Floating free, with only his feet for mooring, was like resting in a tub of body-temperature water, and as the lulling muscle-freeing sensation went on and on, Farradyne dozed. From the doze, which was fitful for quite some time, he dropped off into a deep slumber.


16

Farradyne awoke to the pressure of about one gravity and he consulted his watch. Either fourteen hours had passed, or thirty-eight, but he could not believe the latter. A full clock-around was hardly possible for Farradyne, even when he was dead tired, so one clock-around plus fourteen hours was unthinkable.

He put his slumber at fourteen hours and then set his mind on other, more important things.

The ship was silent. His suit hung from him limply, indicating that air had seeped into the cubby again. He tried the scuttlebutt but no hiss of air came. The Lancaster was a-planet.

It might be Terra, Venus or Pluto according to the pull of gravity, but Farradyne did not think it likely to be any one of the three. He suspected that whatever the gizmo was the enemy had installed on the deck above him, it had something to do with transcending the limiting velocity of light. He was probably grounded on enemy soil ... somewhere.

For a moment his mind grappled with the problem of interstellar travel and lost the fight. It was possible, proven by the starship of the aliens. But to come aboard with a gadget under one arm and install it, like putting in a radio set, seemed entirely too simple. On the other hand, Farradyne was sufficiently aware of basic physics to understand that anything that could be used to create a condition where gross matter could exceed the velocity of light would be something that did not have to perform in conjunction with a matter-operated reaction motor. He remembered, dimly, some fanciful theories written by some of the white-tower boys in one of the big universities. These had been experiments in field-theory and group-theory which had indicated that under certain conditions, some rather minute spherical volumes of space could be made to misbehave.

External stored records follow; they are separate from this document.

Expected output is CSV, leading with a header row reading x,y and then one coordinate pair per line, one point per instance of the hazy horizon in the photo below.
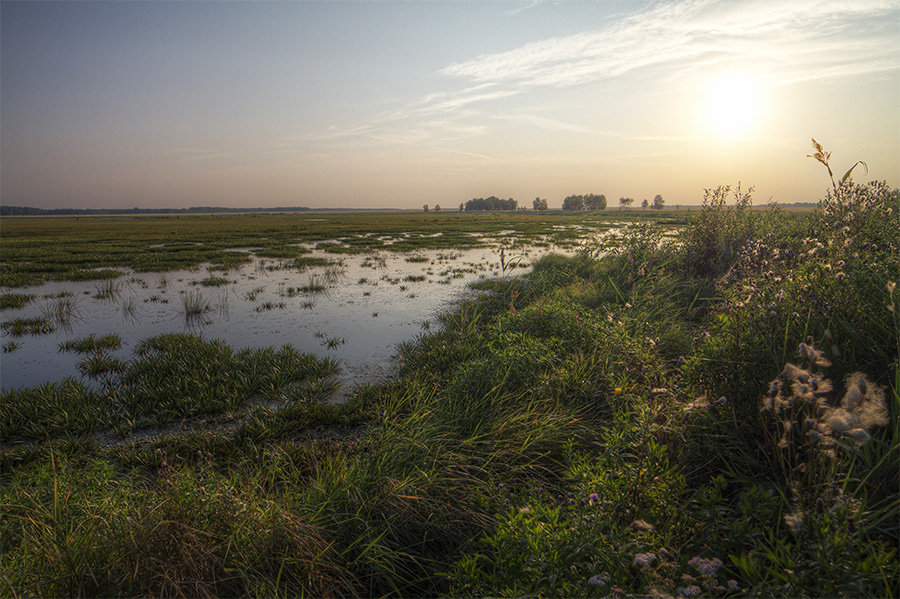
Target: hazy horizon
x,y
396,105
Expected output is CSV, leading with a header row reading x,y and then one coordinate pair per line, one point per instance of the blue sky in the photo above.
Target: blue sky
x,y
398,104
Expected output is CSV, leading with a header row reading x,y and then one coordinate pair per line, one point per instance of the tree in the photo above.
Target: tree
x,y
573,203
491,203
593,201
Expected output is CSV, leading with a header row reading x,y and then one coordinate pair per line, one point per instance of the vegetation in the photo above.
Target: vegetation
x,y
590,201
491,203
69,249
714,416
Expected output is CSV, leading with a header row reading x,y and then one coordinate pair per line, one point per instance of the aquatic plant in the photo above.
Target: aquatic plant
x,y
20,327
106,290
15,300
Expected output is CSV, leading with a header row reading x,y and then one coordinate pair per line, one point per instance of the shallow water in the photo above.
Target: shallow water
x,y
369,304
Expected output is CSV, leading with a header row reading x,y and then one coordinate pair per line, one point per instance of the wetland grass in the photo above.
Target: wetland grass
x,y
549,436
14,301
19,327
106,290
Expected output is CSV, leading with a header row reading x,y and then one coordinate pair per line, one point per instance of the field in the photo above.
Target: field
x,y
697,404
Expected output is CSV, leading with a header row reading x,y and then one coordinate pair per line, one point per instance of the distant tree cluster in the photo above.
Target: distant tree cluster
x,y
590,201
625,202
491,203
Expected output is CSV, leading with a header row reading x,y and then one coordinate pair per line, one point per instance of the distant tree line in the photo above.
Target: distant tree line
x,y
491,203
28,211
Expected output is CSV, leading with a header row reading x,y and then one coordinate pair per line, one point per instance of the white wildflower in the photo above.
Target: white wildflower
x,y
794,522
644,559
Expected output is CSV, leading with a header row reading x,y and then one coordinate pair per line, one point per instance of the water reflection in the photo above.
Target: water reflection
x,y
354,309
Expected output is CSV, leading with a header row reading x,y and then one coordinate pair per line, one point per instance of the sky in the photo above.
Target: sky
x,y
157,104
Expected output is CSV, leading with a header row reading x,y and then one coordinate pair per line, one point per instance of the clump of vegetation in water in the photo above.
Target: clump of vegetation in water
x,y
655,421
15,300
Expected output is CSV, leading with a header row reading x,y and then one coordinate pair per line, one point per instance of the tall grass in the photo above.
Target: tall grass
x,y
590,429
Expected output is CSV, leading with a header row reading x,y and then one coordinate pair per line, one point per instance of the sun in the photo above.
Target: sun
x,y
733,104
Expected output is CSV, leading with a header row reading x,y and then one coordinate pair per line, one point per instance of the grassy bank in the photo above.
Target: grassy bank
x,y
80,249
714,416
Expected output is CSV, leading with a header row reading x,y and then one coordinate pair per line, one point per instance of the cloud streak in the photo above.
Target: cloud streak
x,y
684,33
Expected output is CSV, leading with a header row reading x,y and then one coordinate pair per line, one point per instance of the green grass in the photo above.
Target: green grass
x,y
71,249
592,428
14,300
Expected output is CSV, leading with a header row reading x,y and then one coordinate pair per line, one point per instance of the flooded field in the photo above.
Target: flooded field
x,y
352,308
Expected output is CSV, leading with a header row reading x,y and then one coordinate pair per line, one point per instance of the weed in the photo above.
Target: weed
x,y
14,300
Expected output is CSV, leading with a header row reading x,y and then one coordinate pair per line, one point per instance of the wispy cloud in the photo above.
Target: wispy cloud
x,y
193,154
792,41
796,34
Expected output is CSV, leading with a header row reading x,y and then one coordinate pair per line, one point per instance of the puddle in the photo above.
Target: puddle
x,y
356,310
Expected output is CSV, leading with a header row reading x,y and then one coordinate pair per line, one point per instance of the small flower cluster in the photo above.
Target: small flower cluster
x,y
708,569
862,407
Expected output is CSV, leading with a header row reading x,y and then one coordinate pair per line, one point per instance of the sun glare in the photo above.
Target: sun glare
x,y
732,104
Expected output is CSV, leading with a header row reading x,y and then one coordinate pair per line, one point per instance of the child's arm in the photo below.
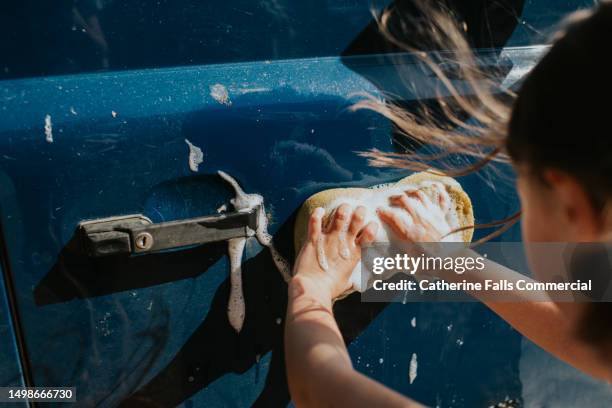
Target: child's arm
x,y
319,369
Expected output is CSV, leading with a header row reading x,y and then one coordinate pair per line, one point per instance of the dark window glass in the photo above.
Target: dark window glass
x,y
51,37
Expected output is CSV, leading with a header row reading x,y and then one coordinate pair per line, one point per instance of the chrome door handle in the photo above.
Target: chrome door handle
x,y
137,234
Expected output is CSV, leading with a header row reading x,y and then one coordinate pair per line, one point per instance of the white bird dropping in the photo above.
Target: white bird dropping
x,y
412,370
48,129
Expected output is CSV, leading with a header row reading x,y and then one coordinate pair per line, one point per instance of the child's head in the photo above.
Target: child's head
x,y
560,134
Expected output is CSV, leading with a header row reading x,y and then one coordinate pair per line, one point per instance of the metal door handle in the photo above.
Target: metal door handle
x,y
137,234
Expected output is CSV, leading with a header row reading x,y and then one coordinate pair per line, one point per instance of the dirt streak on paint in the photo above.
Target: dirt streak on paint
x,y
246,202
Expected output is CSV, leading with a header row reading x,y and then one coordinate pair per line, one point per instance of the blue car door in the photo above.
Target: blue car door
x,y
117,119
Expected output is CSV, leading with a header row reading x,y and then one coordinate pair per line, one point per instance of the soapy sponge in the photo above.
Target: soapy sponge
x,y
460,210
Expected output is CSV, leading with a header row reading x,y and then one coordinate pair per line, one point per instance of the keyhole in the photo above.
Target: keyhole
x,y
144,240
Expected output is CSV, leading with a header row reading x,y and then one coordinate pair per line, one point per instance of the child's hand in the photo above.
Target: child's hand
x,y
330,254
422,209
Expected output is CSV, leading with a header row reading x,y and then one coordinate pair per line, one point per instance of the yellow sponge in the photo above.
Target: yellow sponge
x,y
378,196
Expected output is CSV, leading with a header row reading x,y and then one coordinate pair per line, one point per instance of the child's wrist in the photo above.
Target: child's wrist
x,y
304,285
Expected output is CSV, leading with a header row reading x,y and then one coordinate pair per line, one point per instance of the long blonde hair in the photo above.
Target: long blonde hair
x,y
482,140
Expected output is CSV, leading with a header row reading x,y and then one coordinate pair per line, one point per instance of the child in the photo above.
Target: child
x,y
557,135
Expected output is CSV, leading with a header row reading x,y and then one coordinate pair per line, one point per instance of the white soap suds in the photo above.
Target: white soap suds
x,y
48,129
442,217
235,307
196,156
412,370
245,202
220,94
344,249
321,257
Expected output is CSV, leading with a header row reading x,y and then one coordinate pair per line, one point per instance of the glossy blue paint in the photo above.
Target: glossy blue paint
x,y
119,148
10,369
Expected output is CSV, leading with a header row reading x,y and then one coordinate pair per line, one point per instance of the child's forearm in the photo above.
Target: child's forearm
x,y
319,368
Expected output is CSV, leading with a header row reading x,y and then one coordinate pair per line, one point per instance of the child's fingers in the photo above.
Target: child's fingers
x,y
368,234
341,218
314,224
394,221
403,201
357,221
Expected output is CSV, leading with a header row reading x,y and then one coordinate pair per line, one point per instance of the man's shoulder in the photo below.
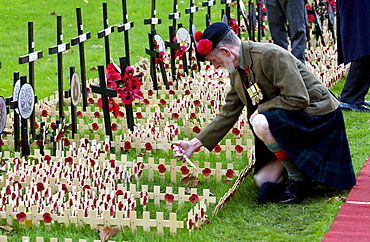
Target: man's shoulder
x,y
258,46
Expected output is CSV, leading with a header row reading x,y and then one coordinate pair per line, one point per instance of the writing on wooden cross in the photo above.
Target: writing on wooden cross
x,y
80,39
105,93
106,32
124,28
59,49
30,59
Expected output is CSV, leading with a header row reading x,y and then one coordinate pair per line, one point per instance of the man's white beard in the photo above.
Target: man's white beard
x,y
229,65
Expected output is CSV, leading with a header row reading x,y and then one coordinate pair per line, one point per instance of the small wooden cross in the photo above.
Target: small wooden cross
x,y
105,94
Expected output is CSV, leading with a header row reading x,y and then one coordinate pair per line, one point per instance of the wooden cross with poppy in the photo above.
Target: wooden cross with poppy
x,y
11,102
105,94
173,45
59,49
30,58
80,40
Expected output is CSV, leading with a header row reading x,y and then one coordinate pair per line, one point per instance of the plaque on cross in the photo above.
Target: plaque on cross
x,y
59,49
80,40
105,94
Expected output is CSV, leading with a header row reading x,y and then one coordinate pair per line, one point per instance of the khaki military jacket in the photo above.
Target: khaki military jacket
x,y
285,82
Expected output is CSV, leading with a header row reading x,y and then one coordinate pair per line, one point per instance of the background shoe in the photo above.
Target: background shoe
x,y
354,107
295,192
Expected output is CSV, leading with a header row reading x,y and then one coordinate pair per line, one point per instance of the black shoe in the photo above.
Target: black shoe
x,y
354,107
296,192
270,192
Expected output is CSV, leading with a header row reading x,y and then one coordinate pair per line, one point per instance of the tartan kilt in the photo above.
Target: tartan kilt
x,y
318,145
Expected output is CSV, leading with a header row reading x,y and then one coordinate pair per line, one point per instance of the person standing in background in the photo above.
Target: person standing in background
x,y
293,11
353,30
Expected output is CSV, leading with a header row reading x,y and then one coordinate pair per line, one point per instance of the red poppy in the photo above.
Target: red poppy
x,y
162,101
196,102
127,145
139,115
91,100
21,216
184,170
97,114
161,168
194,198
175,115
121,114
148,146
190,223
169,197
119,192
44,113
47,158
65,188
68,160
235,131
47,217
86,187
40,186
206,171
238,148
146,101
204,47
198,35
196,129
311,17
217,148
229,173
95,126
114,126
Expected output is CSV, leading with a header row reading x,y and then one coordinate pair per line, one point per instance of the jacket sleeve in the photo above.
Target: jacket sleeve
x,y
282,71
223,122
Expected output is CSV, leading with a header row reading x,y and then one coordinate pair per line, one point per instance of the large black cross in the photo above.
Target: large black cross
x,y
106,32
68,94
30,58
208,4
152,53
59,49
12,103
80,39
171,44
191,10
125,27
105,94
129,112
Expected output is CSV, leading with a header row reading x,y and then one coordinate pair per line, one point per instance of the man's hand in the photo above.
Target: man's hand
x,y
188,147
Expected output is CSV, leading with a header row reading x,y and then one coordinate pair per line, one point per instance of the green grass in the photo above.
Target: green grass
x,y
241,219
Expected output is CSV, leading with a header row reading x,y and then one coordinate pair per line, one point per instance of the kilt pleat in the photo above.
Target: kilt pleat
x,y
318,145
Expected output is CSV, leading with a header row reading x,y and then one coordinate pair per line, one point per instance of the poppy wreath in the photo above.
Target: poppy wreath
x,y
126,86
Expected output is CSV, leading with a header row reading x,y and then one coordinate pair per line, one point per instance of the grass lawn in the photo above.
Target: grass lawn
x,y
241,219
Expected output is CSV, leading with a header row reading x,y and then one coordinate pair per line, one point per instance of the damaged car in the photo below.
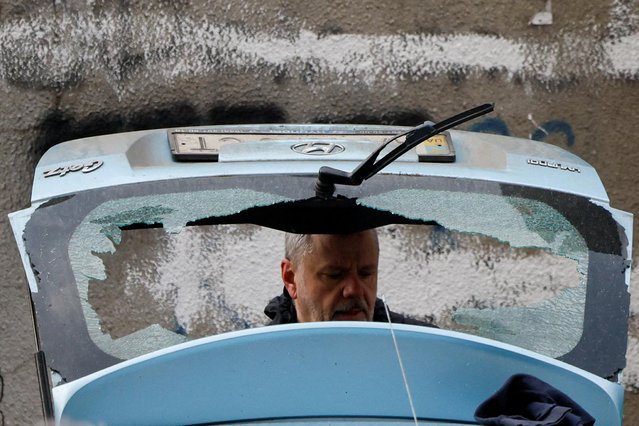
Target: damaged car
x,y
151,255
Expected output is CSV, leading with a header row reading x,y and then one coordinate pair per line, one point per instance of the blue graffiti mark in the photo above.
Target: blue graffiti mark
x,y
491,125
554,127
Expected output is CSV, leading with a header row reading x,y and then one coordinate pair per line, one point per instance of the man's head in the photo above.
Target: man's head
x,y
332,277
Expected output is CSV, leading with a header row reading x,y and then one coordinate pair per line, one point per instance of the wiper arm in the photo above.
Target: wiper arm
x,y
329,176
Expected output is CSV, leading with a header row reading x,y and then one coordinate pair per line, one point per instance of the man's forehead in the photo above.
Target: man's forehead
x,y
319,241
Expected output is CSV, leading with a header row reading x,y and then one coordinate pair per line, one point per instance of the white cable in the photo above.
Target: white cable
x,y
401,364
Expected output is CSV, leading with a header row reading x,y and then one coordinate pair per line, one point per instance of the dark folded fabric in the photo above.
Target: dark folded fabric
x,y
525,400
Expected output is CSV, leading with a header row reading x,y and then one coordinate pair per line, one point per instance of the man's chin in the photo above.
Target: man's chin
x,y
350,316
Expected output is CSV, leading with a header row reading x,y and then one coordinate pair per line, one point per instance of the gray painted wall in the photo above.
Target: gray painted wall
x,y
71,69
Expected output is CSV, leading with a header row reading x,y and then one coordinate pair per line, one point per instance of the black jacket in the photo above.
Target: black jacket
x,y
281,310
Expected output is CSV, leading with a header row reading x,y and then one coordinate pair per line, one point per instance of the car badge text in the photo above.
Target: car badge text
x,y
84,168
318,148
552,165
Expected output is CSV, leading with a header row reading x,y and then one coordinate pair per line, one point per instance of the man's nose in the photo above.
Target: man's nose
x,y
354,287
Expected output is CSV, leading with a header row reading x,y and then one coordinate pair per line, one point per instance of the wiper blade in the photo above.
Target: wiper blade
x,y
329,176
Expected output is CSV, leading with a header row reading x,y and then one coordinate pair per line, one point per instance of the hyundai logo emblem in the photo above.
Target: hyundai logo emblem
x,y
318,148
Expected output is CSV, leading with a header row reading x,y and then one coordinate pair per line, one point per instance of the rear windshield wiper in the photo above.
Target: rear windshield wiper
x,y
329,176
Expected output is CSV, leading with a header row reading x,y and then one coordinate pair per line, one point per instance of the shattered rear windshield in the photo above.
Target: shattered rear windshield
x,y
145,289
153,270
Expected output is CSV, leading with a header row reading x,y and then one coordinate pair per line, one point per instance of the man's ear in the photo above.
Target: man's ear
x,y
288,277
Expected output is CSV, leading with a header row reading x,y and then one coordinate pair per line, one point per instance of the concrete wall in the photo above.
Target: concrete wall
x,y
71,69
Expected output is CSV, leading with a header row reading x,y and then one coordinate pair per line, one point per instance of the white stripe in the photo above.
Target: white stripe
x,y
54,49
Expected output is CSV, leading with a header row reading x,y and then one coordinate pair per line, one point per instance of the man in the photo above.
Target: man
x,y
330,277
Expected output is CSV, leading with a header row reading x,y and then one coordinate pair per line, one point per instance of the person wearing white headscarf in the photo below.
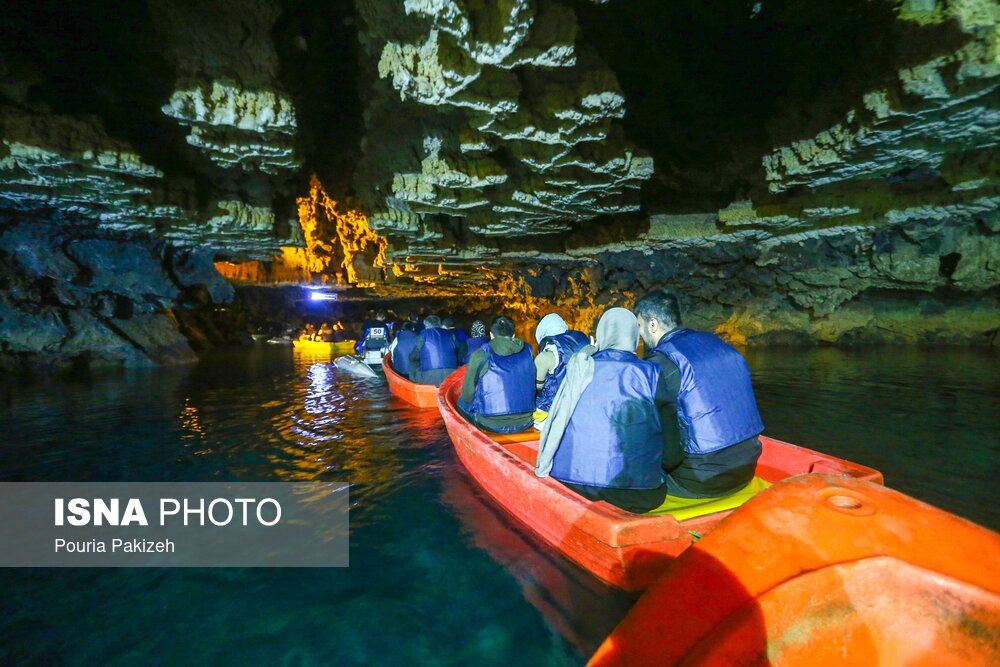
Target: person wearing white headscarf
x,y
611,448
556,344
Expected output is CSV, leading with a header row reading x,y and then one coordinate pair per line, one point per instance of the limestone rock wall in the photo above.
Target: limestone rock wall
x,y
72,297
130,157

The difference was that with the physicists and their operations, a vast room full of gear had been used to make a five millimeter sphere, and the contrast was marked.

The meat of this matter was that the gizmo that made it possible to travel faster than light must be some sort of field-generator, and such a field-generator might well be packaged in small form for installation. Whatever the science and whatever the location, Farradyne could not hope to learn anything penned up here.